The nature of immunosuppression in Trypanosoma brucei infections in mice. I. The role of the macrophage

Abstract

The functional integrity of the mononuclear phagocytic system (MPS) in mice infected with Trypanosoma brucei was investigated with regard to its possible significance in the aetiology of the immunosuppression characteristic of this disease.

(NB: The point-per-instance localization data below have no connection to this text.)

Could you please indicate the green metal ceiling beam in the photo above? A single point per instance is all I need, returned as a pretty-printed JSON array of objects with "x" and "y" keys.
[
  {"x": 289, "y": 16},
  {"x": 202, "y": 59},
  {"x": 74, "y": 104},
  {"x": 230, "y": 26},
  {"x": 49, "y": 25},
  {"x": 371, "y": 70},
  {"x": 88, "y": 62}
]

In infected mice the spleens and lymph nodes were grossly enlarged, and on histological examination it was shown that the MPS of the liver, lymph nodes, spleen and bone marrow was markedly expanded. Macrophages presented an active appearance and often contained cellular debris. Clearance of intravenously injected sheep red blood cells (SRBC) was increased, in that 1 hour after injection, 2–6 times more ⁵¹Cr-labelled SRBC had disappeared from the circulation of infected, compared to uninfected mice; this was due largely to an increased uptake by the expanded phagocytic system of the liver.

The intrinsic immunogenic potential of individual macrophages appeared to be unimpaired as judged by the ability of SRBC-containing macrophages from infected mice to elicit a response in syngeneic normal recipient mice.

It was concluded that the only evidence that immunosuppression might be associated with an altered activity of the MPS was an increased hepatic uptake of particulate antigen with a relative failure of splenic uptake. Together these might be responsible for a reduction in the concentration of antigen in the tissues of an enlarged spleen below the level necessary to initiate the formation of antibody.